Sales of the shares of our common stock, if any, under this prospectus supplement and the accompanying prospectus may be made by any method permitted by law
deemed to be an at-the-market offering as defined in Rule 415 under the Securities Act of 1933, as amended, or the Securities Act, including, without
limitation, sales made directly on the New York Stock Exchange, or the NYSE, on any other existing trading market for our common stock, in block trades or to or through a market maker or through an electronic communications network. The sales agents
are not required, individually or collectively, to sell any specific number or dollar amount of shares of common stock, but upon acceptance of a placement notice from us and subject to the terms and conditions of the sales agreement, each sales
agent, if acting as agent, will use commercially reasonable efforts consistent with its normal trading and sales practices to sell shares of our common stock on the terms set forth in such placement notice.
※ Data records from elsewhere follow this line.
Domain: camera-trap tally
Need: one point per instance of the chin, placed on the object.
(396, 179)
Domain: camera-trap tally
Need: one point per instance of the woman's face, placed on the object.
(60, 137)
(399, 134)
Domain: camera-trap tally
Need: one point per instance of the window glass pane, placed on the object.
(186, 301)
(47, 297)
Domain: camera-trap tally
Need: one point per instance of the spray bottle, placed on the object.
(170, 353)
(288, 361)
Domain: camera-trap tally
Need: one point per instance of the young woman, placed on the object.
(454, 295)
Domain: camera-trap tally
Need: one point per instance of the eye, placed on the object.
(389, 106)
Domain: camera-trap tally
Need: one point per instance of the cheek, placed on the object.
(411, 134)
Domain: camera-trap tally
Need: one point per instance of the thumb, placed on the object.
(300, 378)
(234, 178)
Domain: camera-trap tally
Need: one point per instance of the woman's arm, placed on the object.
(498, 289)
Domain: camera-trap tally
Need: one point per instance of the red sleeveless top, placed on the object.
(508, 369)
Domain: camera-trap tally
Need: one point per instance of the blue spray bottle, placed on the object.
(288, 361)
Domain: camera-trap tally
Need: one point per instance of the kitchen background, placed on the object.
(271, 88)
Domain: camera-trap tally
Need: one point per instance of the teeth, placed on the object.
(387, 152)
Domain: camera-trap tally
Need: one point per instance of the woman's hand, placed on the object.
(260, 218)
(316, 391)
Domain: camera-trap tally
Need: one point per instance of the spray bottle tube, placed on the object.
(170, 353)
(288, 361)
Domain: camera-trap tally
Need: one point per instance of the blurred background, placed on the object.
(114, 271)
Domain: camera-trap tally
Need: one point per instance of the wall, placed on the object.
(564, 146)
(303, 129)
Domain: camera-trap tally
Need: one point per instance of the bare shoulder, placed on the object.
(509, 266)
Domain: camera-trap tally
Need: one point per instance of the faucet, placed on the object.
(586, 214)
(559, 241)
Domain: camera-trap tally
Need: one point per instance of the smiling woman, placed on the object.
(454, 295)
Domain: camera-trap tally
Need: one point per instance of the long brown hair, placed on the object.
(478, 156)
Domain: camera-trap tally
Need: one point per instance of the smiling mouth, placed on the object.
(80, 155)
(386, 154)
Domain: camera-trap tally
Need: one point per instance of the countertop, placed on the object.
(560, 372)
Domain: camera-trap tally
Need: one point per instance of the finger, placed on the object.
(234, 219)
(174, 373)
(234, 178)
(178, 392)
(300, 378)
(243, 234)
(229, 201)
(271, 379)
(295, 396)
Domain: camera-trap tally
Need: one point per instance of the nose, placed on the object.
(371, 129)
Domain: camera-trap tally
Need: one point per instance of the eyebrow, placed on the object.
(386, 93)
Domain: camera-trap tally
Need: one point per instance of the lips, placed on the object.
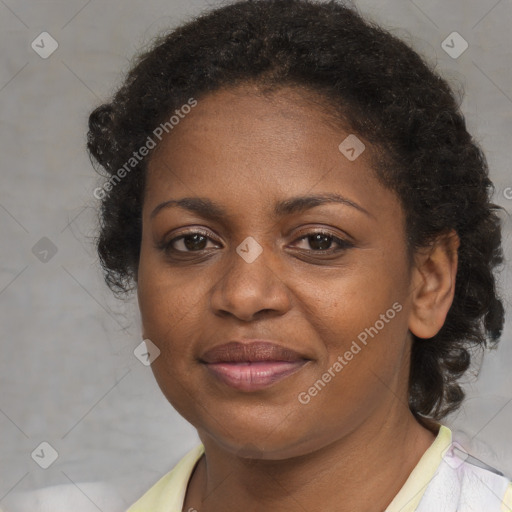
(251, 366)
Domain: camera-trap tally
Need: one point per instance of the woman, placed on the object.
(294, 196)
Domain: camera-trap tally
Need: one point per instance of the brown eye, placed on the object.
(323, 242)
(188, 242)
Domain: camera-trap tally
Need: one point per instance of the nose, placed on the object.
(249, 289)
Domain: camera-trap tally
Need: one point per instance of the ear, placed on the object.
(433, 285)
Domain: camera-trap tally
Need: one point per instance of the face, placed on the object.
(327, 279)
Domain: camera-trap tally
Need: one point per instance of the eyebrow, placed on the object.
(209, 209)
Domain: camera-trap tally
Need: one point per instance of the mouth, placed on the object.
(252, 366)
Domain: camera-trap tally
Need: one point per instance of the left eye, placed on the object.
(322, 242)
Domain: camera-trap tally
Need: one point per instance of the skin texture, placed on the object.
(355, 443)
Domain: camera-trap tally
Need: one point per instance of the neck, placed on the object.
(361, 471)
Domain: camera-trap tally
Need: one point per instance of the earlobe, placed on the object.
(433, 285)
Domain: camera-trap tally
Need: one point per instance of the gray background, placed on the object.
(68, 375)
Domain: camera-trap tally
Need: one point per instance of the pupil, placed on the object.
(319, 241)
(191, 242)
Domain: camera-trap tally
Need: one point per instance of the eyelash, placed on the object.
(343, 244)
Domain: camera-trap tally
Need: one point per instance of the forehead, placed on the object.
(240, 144)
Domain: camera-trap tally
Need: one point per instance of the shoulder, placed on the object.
(464, 483)
(168, 494)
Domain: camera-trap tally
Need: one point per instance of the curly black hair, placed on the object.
(375, 84)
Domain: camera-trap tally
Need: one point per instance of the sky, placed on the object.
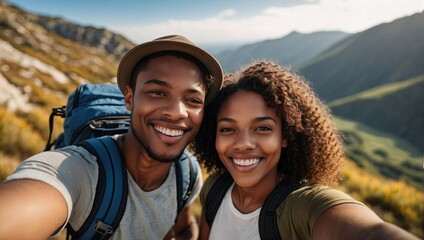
(223, 22)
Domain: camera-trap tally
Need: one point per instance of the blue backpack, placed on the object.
(92, 114)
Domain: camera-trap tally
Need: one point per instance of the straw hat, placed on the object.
(170, 43)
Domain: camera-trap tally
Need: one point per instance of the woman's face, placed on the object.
(249, 139)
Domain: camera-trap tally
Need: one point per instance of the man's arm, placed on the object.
(30, 209)
(186, 226)
(355, 221)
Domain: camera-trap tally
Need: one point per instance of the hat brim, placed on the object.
(132, 57)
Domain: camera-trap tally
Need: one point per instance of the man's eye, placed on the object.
(263, 129)
(195, 101)
(225, 130)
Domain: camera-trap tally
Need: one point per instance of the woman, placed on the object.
(269, 127)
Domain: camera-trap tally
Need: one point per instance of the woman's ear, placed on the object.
(129, 98)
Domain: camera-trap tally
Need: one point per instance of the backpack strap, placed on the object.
(216, 195)
(111, 191)
(268, 226)
(186, 175)
(60, 111)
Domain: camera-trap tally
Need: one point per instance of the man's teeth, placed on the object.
(246, 162)
(169, 132)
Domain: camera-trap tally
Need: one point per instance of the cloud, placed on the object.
(273, 22)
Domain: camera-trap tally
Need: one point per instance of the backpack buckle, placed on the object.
(103, 228)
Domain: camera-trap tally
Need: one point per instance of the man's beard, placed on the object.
(150, 152)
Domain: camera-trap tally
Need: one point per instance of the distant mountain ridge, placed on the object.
(110, 42)
(293, 49)
(383, 54)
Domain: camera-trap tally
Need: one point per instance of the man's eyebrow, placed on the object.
(258, 119)
(157, 82)
(226, 120)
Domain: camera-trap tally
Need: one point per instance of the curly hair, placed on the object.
(314, 151)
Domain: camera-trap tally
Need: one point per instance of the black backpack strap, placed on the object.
(60, 111)
(111, 191)
(216, 195)
(186, 175)
(268, 226)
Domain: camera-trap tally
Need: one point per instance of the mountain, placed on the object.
(364, 77)
(386, 53)
(396, 108)
(293, 49)
(43, 58)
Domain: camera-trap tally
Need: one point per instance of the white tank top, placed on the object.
(230, 223)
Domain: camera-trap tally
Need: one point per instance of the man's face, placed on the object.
(167, 106)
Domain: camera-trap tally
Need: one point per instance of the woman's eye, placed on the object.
(157, 93)
(194, 101)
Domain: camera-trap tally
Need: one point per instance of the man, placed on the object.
(166, 83)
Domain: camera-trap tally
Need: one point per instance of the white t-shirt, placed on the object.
(230, 223)
(73, 171)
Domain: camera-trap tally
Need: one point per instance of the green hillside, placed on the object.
(382, 154)
(396, 108)
(383, 54)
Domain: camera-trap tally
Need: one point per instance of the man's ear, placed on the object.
(129, 93)
(284, 142)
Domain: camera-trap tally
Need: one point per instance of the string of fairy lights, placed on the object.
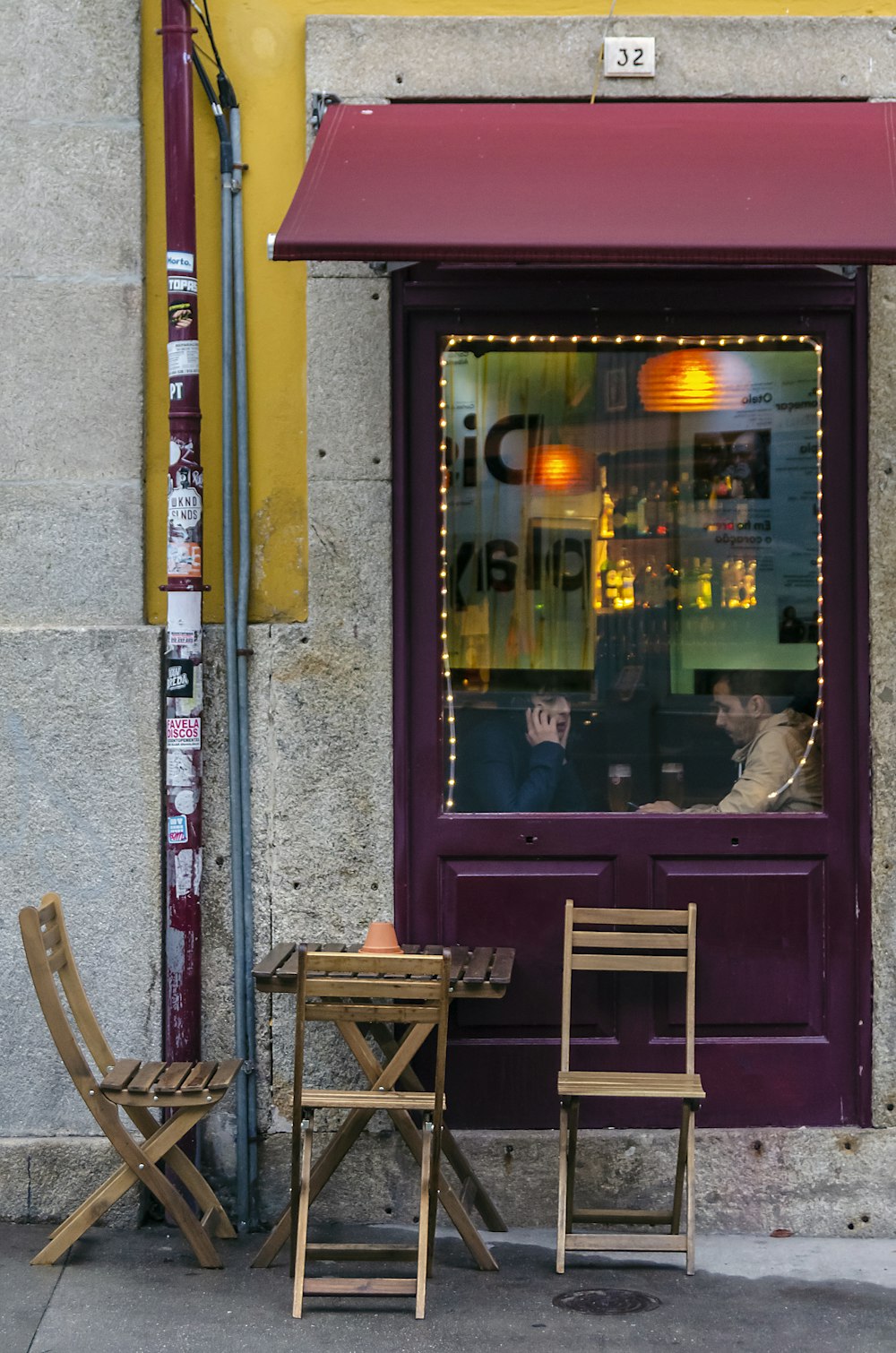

Total compensation payable to each sales agent for its services acting as an agent, principal and/or advisor, as applicable, will not exceed, but may be lower
than, 2.0% of the gross sales price of all shares of our common stock sold from time to time under the sales agreement. In connection with the sale of shares of common stock on our behalf, the sales agents may be deemed to be
underwriters within the meaning of the Securities Act, and the compensation paid to the sales agents may be deemed to be underwriting commissions or discounts.
We may also sell some or all of the shares of common stock to a sales agent as principal for its own account at a price agreed upon at the time of sale.
Our common stock is listed on the NYSE under the symbol CMTG. On May 9, 2024, the last reported sale price of our common stock on the NYSE was
$8.34 per share.
We have elected and believe we have qualified to be taxed as a real estate investment trust, or a REIT, for U.S. federal income tax
purposes commencing with our taxable year ended December 31, 2015. To assist us in qualifying as a REIT, our charter prohibits, with certain exceptions, the beneficial or constructive ownership by any person of more than 9.6% in value of the
aggregate of the outstanding shares of our capital stock or more than 9.6% (in value or in number of shares, whichever is more restrictive) of the aggregate of the outstanding shares of our common stock. In addition, our charter contains various
other restrictions on the ownership and transfer of our common stock and capital stock.
Investing in our common
stock involves a high degree of risk. You should purchase our common stock only if you can afford a complete loss of your investment. Before making a decision to invest in our common stock, you should carefully consider the Risk
Factors beginning on page S-5 of this prospectus supplement and on page 7 of the accompanying prospectus, as well as the risks described under the section entitled Item 1A. Risk Factors
included in our most recent Annual Report on Form 10-K, subsequent Quarterly Reports on Form 10-Q and other documents filed by us with the Securities and Exchange
Commission.
Neither the Securities and Exchange Commission nor any state securities commission has approved or disapproved of these securities or
determined if this prospectus supplement and the accompanying prospectus is truthful or complete. Any representation to the contrary is a criminal offense.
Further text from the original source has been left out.